Even if you think comparing schools by test data is useful, which I don’t, last year’s results (which are what the Ontario site offers) mean very little as a way of assessing a school, and are totally meaningless in terms of predicting how your child will fare at that school. My kids went to an elementary school that is consistently in the bottom 11 percent of the Fraser Institute’s rankings. Do I think my son who struggled in school would have somehow found it easy to pay attention and complete assignments at a higher-ranked school? Do I think that my son who was identified as gifted would have been “more gifted” at a “better” school? Hardly.

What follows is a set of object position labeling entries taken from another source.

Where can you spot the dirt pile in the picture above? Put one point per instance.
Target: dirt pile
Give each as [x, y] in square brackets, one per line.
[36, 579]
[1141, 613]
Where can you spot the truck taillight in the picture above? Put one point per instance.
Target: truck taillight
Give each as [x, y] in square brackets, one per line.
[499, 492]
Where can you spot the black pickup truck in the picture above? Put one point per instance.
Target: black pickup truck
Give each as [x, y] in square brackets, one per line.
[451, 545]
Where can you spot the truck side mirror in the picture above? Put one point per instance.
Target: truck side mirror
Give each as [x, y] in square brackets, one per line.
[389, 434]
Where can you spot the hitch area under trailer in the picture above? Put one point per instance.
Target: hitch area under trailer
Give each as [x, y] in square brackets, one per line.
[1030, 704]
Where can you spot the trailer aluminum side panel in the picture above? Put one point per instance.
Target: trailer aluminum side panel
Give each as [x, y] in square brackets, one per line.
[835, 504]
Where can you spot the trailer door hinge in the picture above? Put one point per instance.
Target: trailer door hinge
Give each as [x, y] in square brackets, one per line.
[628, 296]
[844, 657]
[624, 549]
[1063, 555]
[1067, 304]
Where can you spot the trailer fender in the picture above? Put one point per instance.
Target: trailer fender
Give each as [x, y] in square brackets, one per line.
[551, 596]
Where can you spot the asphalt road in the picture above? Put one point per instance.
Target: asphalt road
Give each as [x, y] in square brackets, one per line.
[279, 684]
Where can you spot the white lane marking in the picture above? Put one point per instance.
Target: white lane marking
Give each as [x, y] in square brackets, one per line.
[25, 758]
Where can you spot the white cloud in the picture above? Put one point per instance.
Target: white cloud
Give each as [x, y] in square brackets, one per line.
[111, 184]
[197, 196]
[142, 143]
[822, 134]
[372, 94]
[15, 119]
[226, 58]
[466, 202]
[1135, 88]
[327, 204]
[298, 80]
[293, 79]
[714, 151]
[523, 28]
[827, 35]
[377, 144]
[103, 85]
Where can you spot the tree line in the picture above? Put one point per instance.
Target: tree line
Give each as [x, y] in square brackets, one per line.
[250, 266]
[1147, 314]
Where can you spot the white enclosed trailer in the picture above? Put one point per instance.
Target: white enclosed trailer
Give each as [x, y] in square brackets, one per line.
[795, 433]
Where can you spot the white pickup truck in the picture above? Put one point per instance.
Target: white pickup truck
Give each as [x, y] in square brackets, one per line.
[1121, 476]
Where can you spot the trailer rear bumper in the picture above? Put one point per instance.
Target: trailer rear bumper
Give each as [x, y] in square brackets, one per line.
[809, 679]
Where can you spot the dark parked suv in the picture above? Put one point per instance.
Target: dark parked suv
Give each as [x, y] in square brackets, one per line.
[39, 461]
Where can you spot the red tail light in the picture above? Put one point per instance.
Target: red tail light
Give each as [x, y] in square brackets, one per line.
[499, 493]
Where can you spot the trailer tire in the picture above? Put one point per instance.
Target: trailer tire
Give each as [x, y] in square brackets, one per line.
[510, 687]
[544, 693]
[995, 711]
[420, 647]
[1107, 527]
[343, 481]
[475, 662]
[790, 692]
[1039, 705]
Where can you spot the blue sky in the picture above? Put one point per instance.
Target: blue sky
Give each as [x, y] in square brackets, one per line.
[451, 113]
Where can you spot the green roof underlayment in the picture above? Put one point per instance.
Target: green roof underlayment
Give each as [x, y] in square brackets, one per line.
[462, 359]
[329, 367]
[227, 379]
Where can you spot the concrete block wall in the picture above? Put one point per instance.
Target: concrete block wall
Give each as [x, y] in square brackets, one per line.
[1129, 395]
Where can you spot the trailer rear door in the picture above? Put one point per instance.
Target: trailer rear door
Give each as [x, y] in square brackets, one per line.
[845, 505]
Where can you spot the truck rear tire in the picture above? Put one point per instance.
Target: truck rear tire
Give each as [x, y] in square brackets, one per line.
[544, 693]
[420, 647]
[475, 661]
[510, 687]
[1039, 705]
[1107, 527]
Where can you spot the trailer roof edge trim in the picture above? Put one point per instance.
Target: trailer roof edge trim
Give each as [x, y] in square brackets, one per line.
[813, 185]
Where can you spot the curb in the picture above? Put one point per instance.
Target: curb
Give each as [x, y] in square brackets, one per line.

Don Klinger, a professor of education at Queen’s University in Kingston, Ont., who, by the way, believes that provincial tests have value, told me that factors related to a school itself — quality of instruction, school policies, teachers — account for only 10 to 25 percent of the difference between kids on large-scale tests. Most of the difference — 75 to 90 percent — is due to factors related to individual kids: family, income level and a student’s attributes, such as intelligence or motivation. “The quality of teaching doesn’t vary that much in Canadian schools,” Klinger says. “Yes, there are exceptions — outstanding schools or teachers who are particularly good at supporting learning. Clearly, schools and teachers matter, but the large-scale assessments we currently have are not particularly good ways of identifying what it is about schools and teaching that contributes to student achievement.”
The best use of test scores might be to identify schools that need extra support — although any superintendent who can’t figure that out without provincial tests should be bused back to teacher’s college. As for parents, do what you wish with test scores. Just be careful of what you think you know. Standardized test results tell us much less than some people want us to believe.